The devices were unveiled at the Flint Center for the Performing Arts at De Anza College in Cupertino, the same location where Steve Jobs introduced the original Mac 30 years ago.

It was a star-studded event, attended by the likes of Gwen Stefani, Stephen Fry, Dr Dre and Rupert Murdoch.

In terms of the new handsets, the iPhone 6 will start at $199 on a two-year contract for 16GB, $299 for 64GB and $399 for 128GB.

While the iPhone 6 Plus starts at $299 for 16GB, $399 for 64GB and $499 for 128GB.

The iPhone 6 is 6.9mm and the iPhone 6 Plus is 7.1mm thick, compared to 7.6mm on the 5S. Both devices have Retina HD displays.

The devices were unveiled by Apple’s senior vice president of worldwide marketing Phil Schiller. Schiller said: ‘It is truly the most beautiful phone you’ve ever seen. 

These are a new generation Retina displays, we call them Retina HD. They’re bigger - a lot bigger.' =

Both devices also have a 'broader' angle of view, and there is a new feature being launched with this range of iPhones called 'reachability'.

Users will now be able to double-tap the home button and the whole display will slide down, making it easier to reach the top buttons.

Speaking of buttons, Apple has also moved the power button to the side of both devices, so it's easier to reach.

Inside the devices is the new Apple A8 64-bit chip. It has 2 billion transistors and is 13 per cent smaller than the A7.

The 8MP camera has true-tone flash and its camera iSight sensor will focus pixels, and it also has autofocus that's twice as fast as the last generation.

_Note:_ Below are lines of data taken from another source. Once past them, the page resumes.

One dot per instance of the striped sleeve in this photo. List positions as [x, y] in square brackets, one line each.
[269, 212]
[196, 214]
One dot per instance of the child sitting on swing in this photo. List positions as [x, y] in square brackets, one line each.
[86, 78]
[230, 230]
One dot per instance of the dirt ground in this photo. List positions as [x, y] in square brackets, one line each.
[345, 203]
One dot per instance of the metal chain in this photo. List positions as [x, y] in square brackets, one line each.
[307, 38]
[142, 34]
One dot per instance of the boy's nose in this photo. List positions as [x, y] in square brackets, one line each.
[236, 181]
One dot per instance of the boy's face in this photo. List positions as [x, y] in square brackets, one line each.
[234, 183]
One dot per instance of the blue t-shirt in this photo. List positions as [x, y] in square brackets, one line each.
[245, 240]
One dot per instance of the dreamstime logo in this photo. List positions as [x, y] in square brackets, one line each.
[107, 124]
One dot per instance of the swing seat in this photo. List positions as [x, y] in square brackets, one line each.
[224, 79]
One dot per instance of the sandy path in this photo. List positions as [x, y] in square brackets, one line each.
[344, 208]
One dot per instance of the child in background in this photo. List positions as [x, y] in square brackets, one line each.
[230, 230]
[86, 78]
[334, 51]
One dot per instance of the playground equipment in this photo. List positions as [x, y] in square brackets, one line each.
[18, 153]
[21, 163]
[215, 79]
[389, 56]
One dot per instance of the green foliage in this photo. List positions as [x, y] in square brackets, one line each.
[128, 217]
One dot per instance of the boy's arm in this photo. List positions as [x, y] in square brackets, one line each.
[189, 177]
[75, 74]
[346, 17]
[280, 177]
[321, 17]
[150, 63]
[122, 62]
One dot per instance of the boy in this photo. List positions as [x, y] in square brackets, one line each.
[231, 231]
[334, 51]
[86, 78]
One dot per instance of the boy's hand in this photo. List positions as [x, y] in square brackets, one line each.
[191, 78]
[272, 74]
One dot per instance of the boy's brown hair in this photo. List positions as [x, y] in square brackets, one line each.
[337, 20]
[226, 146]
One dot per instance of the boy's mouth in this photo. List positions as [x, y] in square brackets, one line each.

Both devices will also launch on Apple's next-generation software, iOS 8, which features a new messaging app that lets you quickly send voice notes.

This makes the processing unit 20 per cent faster, and 50 per cent faster graphics.

There is also a host of new sensors, including the M8 'motion coprocessor, which will be useful for fitness apps.

M8 can tell the difference between cycling and running, for example, and it can also calculate distance and elevation.

It does this with a barometer, which uses air pressure to measure relative elevation.